Die Pflanzungen von Walnussbäumen sind von ihren Ausmaßen und von der Qualität der Durchführung her unerreicht in Afghanistan. Auch der Schulunterricht und die Arbeit der Hebammen suchen in Afghanistan Ihresgleichen. Das ist nur möglich, weil die afghanische Belegschaft von OFARIN in der Lage ist, Programme in eigener Regie zu entwerfen und in hoher Qualität durchzuführen. Das eigene Ansehen und das der eigenen Familie ist nicht, wie bei so vielen Afghanen, der Antrieb für ihr Tun. Ihnen geht es um die Zukunft ihrer Mitbürger und ihres Landes. Dabei bewundere ich den weitsichtigen und verständnisvollen Umgang unserer Leute untereinander und auch mit Partnern. Zu diesen Partner zähle ich auch Behördenvertreter, mit denen die Zusammenarbeit kein Kirschenessen ist. Dieses Team mit seinem fachlichen Können und seiner mitmenschlichen Kompetenz ist ein anregendes Vorbild für seine Landsleute und es hat das Potential noch viel zu schaffen.

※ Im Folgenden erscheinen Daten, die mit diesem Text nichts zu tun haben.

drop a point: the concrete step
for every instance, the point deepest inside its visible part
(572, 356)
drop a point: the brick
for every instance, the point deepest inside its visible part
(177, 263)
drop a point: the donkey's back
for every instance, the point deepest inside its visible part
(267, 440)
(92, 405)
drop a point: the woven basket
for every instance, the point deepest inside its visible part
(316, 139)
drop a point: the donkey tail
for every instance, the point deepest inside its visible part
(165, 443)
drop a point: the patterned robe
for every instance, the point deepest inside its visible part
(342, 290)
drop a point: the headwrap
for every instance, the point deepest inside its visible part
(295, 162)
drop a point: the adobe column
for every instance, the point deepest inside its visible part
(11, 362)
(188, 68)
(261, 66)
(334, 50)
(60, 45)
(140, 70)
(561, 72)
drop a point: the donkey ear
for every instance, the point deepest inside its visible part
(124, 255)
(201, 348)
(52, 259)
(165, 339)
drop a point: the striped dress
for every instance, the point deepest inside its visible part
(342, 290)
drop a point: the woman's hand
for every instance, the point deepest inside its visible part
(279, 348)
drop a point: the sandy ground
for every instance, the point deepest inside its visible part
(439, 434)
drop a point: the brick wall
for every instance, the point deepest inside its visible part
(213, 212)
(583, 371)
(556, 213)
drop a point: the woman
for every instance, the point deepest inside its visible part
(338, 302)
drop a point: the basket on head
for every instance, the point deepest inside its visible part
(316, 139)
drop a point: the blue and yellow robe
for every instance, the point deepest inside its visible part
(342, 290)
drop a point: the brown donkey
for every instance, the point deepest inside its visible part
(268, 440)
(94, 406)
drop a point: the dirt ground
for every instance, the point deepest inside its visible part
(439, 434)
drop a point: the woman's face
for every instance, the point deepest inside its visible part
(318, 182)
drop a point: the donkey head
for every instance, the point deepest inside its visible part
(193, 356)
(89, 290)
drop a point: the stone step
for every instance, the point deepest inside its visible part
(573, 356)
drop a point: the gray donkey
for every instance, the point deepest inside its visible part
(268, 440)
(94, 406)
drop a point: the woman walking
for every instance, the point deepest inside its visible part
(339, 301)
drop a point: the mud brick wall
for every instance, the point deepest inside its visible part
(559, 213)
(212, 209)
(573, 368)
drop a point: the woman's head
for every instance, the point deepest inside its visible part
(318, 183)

Nach diesem Lobgesang auf unsere afghanischen Kollegen noch eine technische Information: Wir haben die Spendenquittungen für das Jahr 2024 verschickt. Wenn jemand von Ihnen darauf wartet und hat noch nichts bekommen, dann kann das daran liegen, dass das Finanzamt von Ihnen für Spenden bis 300 € keine Spendenquittungen verlangt. Für Spenden bis 300 € ist das Finanzamt mit einem einfachen Kontoauszug, einer Buchungsbestätigung der Überweisung oder einem Einzahlungsbeleg einverstanden. Faul, wie wir sind, erhalten Sie in der Regel keine Spendenquittung von uns, wenn Sie 300 € oder weniger gespendet haben. Natürlich machen wir auch mal Fehler und schicken Ihnen keine Quittung, obwohl sie mehr als 300 € überwiesen haben. Auch könnten Sie Ihren Einzahlungsbeleg verloren haben. Dann schreiben Sie bitte an uns! Wir stellen Ihnen dann eine Quittung aus.